How to Install and Configure ELK Stack on Ubuntu 21.04
- 00:31 lsb_release -a
- 00:44 apt install default-jdk default-jre -y
- 01:15 javac -version
- 01:32 curl -fsSL https://artifacts.elastic.co/GPG-KEY-elasticsearch | apt-key add -
- 01:45 echo "deb https://artifacts.elastic.co/packages/7.x/apt stable main" > /etc/apt/sources.list.d/elastic-7.x.list
- 01:54 apt update
- 02:06 apt install elasticsearch -y
- 02:32 vim /etc/elasticsearch/elasticsearch.yml
- 03:29 vim /etc/elasticsearch/jvm.options
- 04:12 systemctl restart elasticsearch
- 04:36 systemctl enable elasticsearch
- 04:53 curl -X GET "localhost:9200"
- 05:19 apt install logstash -y
- 05:44 systemctl start logstash
- 06:02 systemctl enable logstash
- 06:22 systemctl status logstash
- 06:35 apt install kibana -y
- 07:06 vim /etc/kibana/kibana.yml
- 07:42 systemctl start kibana
- 07:52 systemctl enable kibana
- 08:07 systemctl status kibana
To Install and Configure ELK Stack on Ubuntu 21.04
Introduction:
Elasticsearch is an open-source full-text search and analytics platform. This search engine has rapidly become the most popular, being used for log analytics, full-text search, security intelligence, business intelligence, and operational intelligence.
Installation Procedure:
Step 1: Check the OS version by using the below command
root@linuxhelp:~# lsb_release -a
No LSB modules are available.
Distributor ID: Ubuntu
Description: Ubuntu 21.04
Release: 21.04
Codename: hirsute
Step 2: Install the dependency Java environment packages by using the below command
root@linuxhelp:~# apt install default-jdk default-jre -y
Reading package lists... Done
Building dependency tree... Done
Reading state information... Done
The following package was automatically installed and is no longer required:
libllvm11
Use 'apt autoremove' to remove it.
The following additional packages will be installed:
ca-certificates-java default-jdk-headless default-jre-headless fonts-dejavu-extra java-common libatk-wrapper-java
libatk-wrapper-java-jni libice-dev libpthread-stubs0-dev libsm-dev libx11-dev libxau-dev libxcb1-dev libxdmcp-dev
libxt-dev openjdk-11-jdk openjdk-11-jdk-headless openjdk-11-jre openjdk-11-jre-headless x11proto-dev
xorg-sgml-doctools xtrans-dev
Suggested packages:
libice-doc libsm-doc libx11-doc libxcb-doc libxt-doc openjdk-11-demo openjdk-11-source visualvm
fonts-ipafont-gothic fonts-ipafont-mincho fonts-wqy-microhei | fonts-wqy-zenhei
The following NEW packages will be installed:
ca-certificates-java default-jdk default-jdk-headless default-jre default-jre-headless fonts-dejavu-extra
java-common libatk-wrapper-java libatk-wrapper-java-jni libice-dev libpthread-stubs0-dev libsm-dev libx11-dev
libxau-dev libxcb1-dev libxdmcp-dev libxt-dev openjdk-11-jdk openjdk-11-jdk-headless openjdk-11-jre
openjdk-11-jre-headless x11proto-dev xorg-sgml-doctools xtrans-dev
0 upgraded, 24 newly installed, 0 to remove and 0 not upgraded.

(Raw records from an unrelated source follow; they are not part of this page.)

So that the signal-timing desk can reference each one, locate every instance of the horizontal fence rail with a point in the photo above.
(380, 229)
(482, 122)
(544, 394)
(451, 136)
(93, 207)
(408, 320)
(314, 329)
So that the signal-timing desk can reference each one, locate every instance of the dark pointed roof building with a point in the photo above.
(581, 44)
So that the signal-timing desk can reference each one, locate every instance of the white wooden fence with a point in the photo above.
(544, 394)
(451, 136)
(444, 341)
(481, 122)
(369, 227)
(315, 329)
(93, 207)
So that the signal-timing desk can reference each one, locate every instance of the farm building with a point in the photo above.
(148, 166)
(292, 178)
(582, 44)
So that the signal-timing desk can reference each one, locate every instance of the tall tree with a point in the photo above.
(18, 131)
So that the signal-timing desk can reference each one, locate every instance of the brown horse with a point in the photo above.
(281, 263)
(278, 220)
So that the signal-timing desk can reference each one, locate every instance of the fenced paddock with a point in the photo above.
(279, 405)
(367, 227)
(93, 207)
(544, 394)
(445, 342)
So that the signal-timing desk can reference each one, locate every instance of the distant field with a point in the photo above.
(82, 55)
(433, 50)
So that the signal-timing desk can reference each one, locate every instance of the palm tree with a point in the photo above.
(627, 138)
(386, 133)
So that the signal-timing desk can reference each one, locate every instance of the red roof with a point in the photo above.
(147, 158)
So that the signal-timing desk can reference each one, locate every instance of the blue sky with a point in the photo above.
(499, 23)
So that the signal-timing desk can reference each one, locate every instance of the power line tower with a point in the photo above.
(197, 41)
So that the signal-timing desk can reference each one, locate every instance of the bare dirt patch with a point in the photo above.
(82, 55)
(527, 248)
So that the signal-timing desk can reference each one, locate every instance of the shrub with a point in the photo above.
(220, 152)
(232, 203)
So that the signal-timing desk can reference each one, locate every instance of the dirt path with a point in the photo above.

Need to get 260 MB of archives.
After this operation, 416 MB of additional disk space will be used
Get:12 http://in.archive.ubuntu.com/ubuntu hirsute/main amd64 libatk-wrapper-java all 0.38.0-2ubuntu2 [53.5 kB]
Setting up default-jdk-headless (2:1.11-72) ...
Setting up openjdk-11-jdk:amd64 (11.0.13+8-0ubuntu1~21.04) ...
update-alternatives: using /usr/lib/jvm/java-11-openjdk-amd64/bin/jconsole to provide /usr/bin/jconsole (jconsole) in a
Step 3: Check the Installed Java Version by using the below command
root@linuxhelp:~# javac -version
javac 11.0.13
Step 4: Add the elasticsearch APT repository key by using the below command
root@linuxhelp:~# curl -fsSL https://artifacts.elastic.co/GPG-KEY-elasticsearch | apt-key add -
Warning: apt-key is deprecated. Manage keyring files in trusted.gpg.d instead (see apt-key(8)).
OK
Step 5: Add the Elastic Search to the APT source List by using the below command
root@linuxhelp:~# echo "deb https://artifacts.elastic.co/packages/7.x/apt stable main" > /etc/apt/sources.list.d/elastic-7.x.list
Step 6: Update the APT source list by using the below command
root@linuxhelp:~# apt update
Get:1 https://artifacts.elastic.co/packages/7.x/apt stable InRelease [13.7 kB]
Hit:2 http://in.archive.ubuntu.com/ubuntu hirsute InRelease
Hit:3 http://in.archive.ubuntu.com/ubuntu hirsute-updates InRelease
Hit:4 http://in.archive.ubuntu.com/ubuntu hirsute-backports InRelease
Get:5 https://artifacts.elastic.co/packages/7.x/apt stable/main amd64 Packages [93.4 kB]
Get:6 https://artifacts.elastic.co/packages/7.x/apt stable/main i386 Packages [70.5 kB]
Hit:7 http://security.ubuntu.com/ubuntu hirsute-security InRelease
Fetched 177 kB in 1s (160 kB/s)
Reading package lists... Done
Building dependency tree... Done
Reading state information... Done
All packages are up to date.
Step 7: Install the Elastic Search by using the below command
root@linuxhelp:~# apt install elasticsearch -y
Reading package lists... Done
Building dependency tree... Done
Reading state information... Done
The following package was automatically installed and is no longer required:
libllvm11
Use 'apt autoremove' to remove it.
The following NEW packages will be installed:
elasticsearch
0 upgraded, 1 newly installed, 0 to remove and 0 not upgraded.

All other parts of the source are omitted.